In response to emailed questions from the Star, Canadian Natural Resources said it was co-operating with the regulator.
“We are investigating the likely cause of the occurrence, which we believe to be mechanical,” the company said.
“Canadian Natural has existing groundwater monitoring in place and we are undertaking aquatic and sediment sampling to monitor and mitigate any potential impacts. As part of our wildlife mitigation program, wildlife deterrents have been deployed in the area to protect wildlife.
“We are saddened that unfortunately some animal fatalities occurred between the time of the incident and the deployment of our animal deterrent systems. All of the fatalities have been reported to the Alberta Energy Regulator.”

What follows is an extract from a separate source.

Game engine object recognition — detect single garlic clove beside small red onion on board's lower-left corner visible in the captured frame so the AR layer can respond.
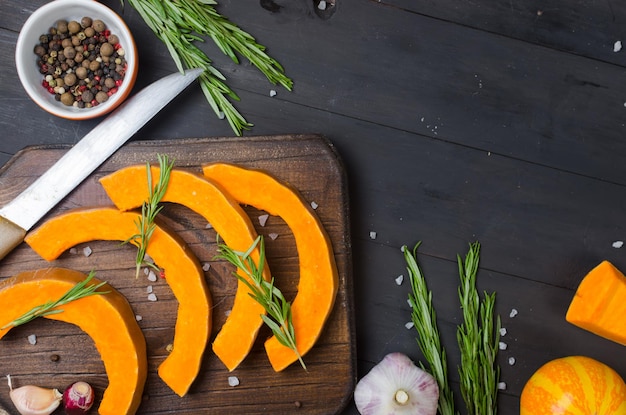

The company added that it has “taken appropriate steps to ensure no additional impact to wildlife or the environment and that the incident site is reclaimed.”
Canadian Natural Resources did not respond to the charge that they aren’t disclosing the scope of the spills.
Oil companies have said in situ methods are more environmentally friendly than the open-pit mining often associated with the Alberta oil sands, but in situ is more carbon and water-intensive.
“In the course of injecting steam they’ve created fractures from the reservoir to the surface that they didn’t expect,” said the scientist, who is speaking out over concern that neither the company nor Alberta’s regulatory bodies would properly address the situation.
On Thursday, the Alberta Energy Regulator confirmed there were four spills in the last few months, and ordered Canadian Natural Resources to restrict its steam injections and enhance monitoring at the operations in Cold Lake.
Regulator official Bob Curran said the latest spill is spread across 40 hectares.
Canadian Natural Resources disputed that figure Friday. “We have the mapped area impacted to be significantly less than 40 hectares with the area being reduced daily through effective cleanup efforts,” the company said.
Critics say such spills raise questions about the safety and viability of in situ extraction, which by 2020 is expected to account for as much as 40 per cent of Canada’s oil sands production, because many of Alberta’s deposits cannot be mined.
“This is a new kind of oil spill and there is no ‘off button,’ ” said Keith Stewart, an energy analyst with Greenpeace who teaches a course on energy policy and environment at the University of Toronto. “You can’t cap it like a conventional oil well or turn off a valve on a pipeline.
“You are pressurizing the oil bed so hard that it’s no wonder that it blows out. This means that the oil will continue to leak until the well is no longer pressurized,” which means the bitumen could be seeping from the ground for months.
The company said the process is sound and has a good track record over 30 years in Alberta. It said that nevertheless it is reviewing its wellbores “to enhance wellbore integrity and modify steaming strategies to prevent the remote possibility of these events in the future.”
The Cold Lake operations are on the traditional territory of the Beaver Lake Cree First Nation, which is pursuing a constitutional challenge that argues the cumulative impacts of oil sands industrial development are infringing their treaty rights to hunt, fish and trap.
As well, the First Nation says there are graves alongside the lake in the area affected by the spills, and that band members have been unable to access that area.